A live review of Cemetery Piss, Corpse Light and Och live @ Asian Taste in Baltimore
Mere days after the mid-70’s had us daydreaming about the impending blackening pall of Maryland Deathfest, mid March found us locked into the jaws of an appropriately timed permafrost. Into the fray…
Backlit by little more than halogen sushi adverts and, curiously, the houselights still ablaze, Corpse Light launched headlong into oblivion. Their heady brand of doom having already been better described in these very pages, to take them in live is a revelation. Despite the seeming brevity of a four song set, the journey was emboldened by their multilayered sound. Equally likely to conjure images of a blackened obelisk blotting out the sky as a redwood, this duality shines most brightly when they embrace the widening of space. The set’s final track, a pummelling outlier in an already superfluous set, wears these two capes equally well, typifying their ability to simultaneously embrace naturalism and the inherent nihilism of urban life allows. Jim’s unnerving inability to blink during their set only embittered the pugilistic but spare between song banter. Corpse Light have an innate understanding of the delaying the riches. Many things of great consequence start in an inconsequential manner… a barely whispered serpentine riff repeated until their ritualism asserts itself. They can deftly weave from nimble to splintering to limb-crushing in minutes. Precision ensures the arrival point at which it should converge and it happens… Apocalypse. Transcendence. Paralysis. The new LP promises to be a behemoth.

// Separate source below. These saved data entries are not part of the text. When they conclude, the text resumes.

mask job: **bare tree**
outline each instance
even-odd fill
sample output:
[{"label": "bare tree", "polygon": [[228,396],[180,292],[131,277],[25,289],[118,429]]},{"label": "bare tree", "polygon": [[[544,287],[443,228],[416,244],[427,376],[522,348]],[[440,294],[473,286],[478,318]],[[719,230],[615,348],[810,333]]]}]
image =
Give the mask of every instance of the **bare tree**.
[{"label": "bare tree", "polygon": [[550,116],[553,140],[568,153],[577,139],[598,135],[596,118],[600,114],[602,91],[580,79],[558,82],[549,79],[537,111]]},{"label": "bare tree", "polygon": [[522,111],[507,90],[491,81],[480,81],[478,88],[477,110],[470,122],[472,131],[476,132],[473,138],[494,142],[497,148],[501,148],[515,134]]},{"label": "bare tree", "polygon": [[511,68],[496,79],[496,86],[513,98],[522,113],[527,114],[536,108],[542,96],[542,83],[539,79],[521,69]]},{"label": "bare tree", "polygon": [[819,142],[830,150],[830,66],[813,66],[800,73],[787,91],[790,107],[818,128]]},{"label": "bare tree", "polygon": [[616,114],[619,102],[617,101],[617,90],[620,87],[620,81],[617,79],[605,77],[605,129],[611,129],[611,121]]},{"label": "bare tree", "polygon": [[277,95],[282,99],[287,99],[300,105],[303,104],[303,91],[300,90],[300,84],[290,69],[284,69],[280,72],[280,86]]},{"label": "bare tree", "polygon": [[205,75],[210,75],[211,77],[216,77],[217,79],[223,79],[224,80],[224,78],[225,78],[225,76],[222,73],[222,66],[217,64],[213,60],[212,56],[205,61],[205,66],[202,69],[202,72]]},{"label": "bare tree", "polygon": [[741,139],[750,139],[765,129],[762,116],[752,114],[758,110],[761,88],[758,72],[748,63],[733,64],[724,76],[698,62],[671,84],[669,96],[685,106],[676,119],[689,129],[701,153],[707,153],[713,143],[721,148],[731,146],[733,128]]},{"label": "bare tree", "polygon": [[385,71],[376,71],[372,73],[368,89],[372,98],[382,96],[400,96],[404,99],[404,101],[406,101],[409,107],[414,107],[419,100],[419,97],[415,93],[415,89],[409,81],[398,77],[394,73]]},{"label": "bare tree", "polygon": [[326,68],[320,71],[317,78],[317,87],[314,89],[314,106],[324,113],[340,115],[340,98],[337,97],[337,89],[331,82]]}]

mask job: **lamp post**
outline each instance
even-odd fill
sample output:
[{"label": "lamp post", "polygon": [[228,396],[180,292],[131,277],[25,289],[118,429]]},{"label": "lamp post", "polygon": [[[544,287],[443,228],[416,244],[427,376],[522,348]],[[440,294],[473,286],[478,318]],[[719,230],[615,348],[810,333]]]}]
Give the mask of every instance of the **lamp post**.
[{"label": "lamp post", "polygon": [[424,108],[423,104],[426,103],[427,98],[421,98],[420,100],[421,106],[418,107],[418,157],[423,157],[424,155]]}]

Richmond’s two-piece Och was the next to stoke the fires with their alchemical brew of attack and release/brutalize then retreat. At times caught in the molten riffage of black metal’s blinding whites, they’d just as soon pummel with their absolute power wash of noise. As they approached a nearly nauseating wall of expertly crafted noise, they’d relent into more atmospheric terrains, hinting at the dystopian utopia of the Pacific Northwest’s cruel gentility. Och seemed most comfortable with the audience’s unease, retreating into melody just prior to our submission. As is with the best in life and music, they excelled when embracing once impossible marriages – gluttony and poison, murk and clarity, abuse and slumber. Their most potent and poignant moment, however, came unexpectedly deep into the set. Following a furious flurry of the requisite tremolo, Och broke into a nearly endless hardcore chug that ebbs when it should flow, halts when it should accelerate. At first blush, it’s an infuriating but ultimately brilliant way of edging the listener. We’ll take you to the cliff, but you have to throw yourself over.
True to their word, the charred misfits of Baltimore’s Cemetery Piss gifted us but five burnt offerings, a painfully limited set. With songs announced as simply “First song, Second song…,” their ability to swerve deftly between the lanes of both humor and grave robbery are nearly unmatched in these times of deadly serious trad revivalists. Last year’s nearly flawless Order of the Vulture is a blackened mission statement. Live, though? They’re a fucking punk rock band. Adam Savage clearly understands the deep rooted sarcasm of yesterday’s everyman front person… cooler than you because he’s not fucking cool. Cemetery Piss are just as likely to be caught fucking in detention as they are going all “Code Blue” in Greenmount Cemetery. One part mooning the principal, two parts field keg party, and a lifetime of the best metal LP’s you can steal from Tower Records. Black metal, though fitting, is far too reductionist. See them live once and tell me you can’t hear Bl’ast or Annihilation Time in “Sex and Metal.” That song is an absolute ripper. See them before they’re thrown in jail for robbing the collection baskets for beer money.